As the date neared, I checked in my diary, thumbing back to that moment, trying to re-create and honor what had transpired. If it was done correctly – properly – if I gave her what she wanted, it might be okay. It might make her go away.

He dragged her body deeper into the woods, out to the river. He weighed her down with stones. He was getting ready to leave this place. The body didn’t need to be hidden forever. He waded into the shallow water. His shoes fought with the mud, his skin crying out against the cold. She was already rigid. It always surprised him how quickly it happened. Even when he moved fast, it happened so soon.

                       Even dead, some fought back. She seemed to fight more now that she was gone than when she was alive. Maybe that’s why it didn’t work as well this time. The fight was an engagement, a connection more real than the dismissals to which he was accustomed. They couldn’t understand that.

                       The body wouldn’t go down. He started pounding on it, splashing the cold water upward. The anger flashed again. The coldness of the water bit at him. He found a large stick and pushed the stiffening load into the muck at the bottom of the river. At last it stuck. He didn’t care if it rose in the morning.

There was no such magic when it came to dreams – either in making them come true or stopping them altogether.

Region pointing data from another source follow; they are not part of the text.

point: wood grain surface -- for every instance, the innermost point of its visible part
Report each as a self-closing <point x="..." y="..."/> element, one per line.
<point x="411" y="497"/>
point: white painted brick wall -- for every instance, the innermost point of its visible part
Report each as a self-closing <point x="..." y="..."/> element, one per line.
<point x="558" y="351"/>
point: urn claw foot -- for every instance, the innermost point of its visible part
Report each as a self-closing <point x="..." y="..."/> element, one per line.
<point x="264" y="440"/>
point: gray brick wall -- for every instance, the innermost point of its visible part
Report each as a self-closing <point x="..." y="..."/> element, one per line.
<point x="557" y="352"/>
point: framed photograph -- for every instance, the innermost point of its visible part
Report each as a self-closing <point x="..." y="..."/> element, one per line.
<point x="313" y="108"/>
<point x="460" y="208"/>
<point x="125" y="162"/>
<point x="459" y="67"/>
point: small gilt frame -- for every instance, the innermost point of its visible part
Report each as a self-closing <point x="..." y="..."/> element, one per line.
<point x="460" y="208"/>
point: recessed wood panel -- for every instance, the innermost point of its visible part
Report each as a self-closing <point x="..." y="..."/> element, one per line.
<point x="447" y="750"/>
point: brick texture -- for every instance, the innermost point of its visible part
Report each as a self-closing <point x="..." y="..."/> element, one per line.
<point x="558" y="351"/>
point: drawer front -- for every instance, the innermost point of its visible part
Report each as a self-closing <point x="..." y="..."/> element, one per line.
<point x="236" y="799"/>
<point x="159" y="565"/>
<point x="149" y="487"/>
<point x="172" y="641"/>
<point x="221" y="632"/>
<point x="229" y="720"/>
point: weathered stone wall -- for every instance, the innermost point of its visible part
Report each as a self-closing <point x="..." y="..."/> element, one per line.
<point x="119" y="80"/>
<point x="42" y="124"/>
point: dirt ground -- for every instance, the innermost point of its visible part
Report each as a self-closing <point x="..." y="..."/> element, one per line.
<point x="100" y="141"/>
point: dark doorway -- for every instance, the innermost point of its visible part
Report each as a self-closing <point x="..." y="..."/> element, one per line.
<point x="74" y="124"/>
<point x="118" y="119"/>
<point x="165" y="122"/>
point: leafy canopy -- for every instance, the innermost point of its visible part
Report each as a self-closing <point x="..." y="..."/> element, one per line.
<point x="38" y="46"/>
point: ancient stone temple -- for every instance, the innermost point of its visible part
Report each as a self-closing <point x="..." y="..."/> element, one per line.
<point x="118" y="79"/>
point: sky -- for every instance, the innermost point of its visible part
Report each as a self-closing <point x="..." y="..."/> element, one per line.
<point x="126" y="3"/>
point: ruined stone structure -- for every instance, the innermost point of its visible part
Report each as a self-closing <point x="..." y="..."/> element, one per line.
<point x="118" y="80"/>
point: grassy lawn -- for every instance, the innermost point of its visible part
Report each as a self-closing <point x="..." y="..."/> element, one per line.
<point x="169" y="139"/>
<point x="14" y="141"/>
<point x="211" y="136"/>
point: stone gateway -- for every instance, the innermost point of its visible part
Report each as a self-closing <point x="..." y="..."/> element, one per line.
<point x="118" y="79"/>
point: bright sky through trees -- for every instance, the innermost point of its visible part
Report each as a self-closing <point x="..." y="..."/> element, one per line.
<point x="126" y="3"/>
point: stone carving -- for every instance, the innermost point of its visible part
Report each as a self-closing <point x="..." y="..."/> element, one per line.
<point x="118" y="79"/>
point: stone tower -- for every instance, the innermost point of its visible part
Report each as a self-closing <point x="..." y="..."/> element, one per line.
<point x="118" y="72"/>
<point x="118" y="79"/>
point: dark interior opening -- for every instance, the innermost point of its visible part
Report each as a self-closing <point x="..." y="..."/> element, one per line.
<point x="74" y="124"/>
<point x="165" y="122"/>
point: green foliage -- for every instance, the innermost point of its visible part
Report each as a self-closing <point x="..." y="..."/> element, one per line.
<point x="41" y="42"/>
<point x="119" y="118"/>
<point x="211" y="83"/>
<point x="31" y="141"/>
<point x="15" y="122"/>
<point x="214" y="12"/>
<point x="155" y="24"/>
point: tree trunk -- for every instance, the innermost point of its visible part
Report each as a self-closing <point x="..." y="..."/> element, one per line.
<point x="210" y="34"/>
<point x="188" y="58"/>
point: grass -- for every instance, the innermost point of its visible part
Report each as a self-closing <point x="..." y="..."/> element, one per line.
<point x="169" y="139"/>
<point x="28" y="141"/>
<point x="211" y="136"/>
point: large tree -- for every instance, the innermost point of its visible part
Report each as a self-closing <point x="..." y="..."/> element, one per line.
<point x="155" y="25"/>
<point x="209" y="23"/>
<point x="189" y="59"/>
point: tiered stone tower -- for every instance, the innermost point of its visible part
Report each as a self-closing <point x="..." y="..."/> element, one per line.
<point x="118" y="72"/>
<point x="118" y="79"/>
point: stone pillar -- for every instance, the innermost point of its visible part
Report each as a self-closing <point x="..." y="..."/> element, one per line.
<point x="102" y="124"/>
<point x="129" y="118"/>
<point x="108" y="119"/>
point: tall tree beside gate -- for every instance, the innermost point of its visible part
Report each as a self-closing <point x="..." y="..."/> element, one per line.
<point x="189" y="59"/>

The anniversary of when we first found Jody Bartuk passed, and my dreams continued. Daddy let me sleep with him on the nights they left me breathless and sweaty. We clung to each other in our shared grief, in our loneliness, not really knowing what we would do the next day.

Like so many things, those dreams didn’t come to an abrupt end. I couldn’t will them to stop, not any more than we can conjure a desired dream world. Slowly they tapered off. A few days of restful, uneventful sleep, and then a few fitful nights. Soon, the rest took over, and my sleep went uninterrupted. After another year, I barely dreamt of her at all. She resided instead in my memory, one of those I kept at first begrudgingly, but in the end willingly, as if she had been a major figure of my childhood, a ghost of a mother, taken too soon.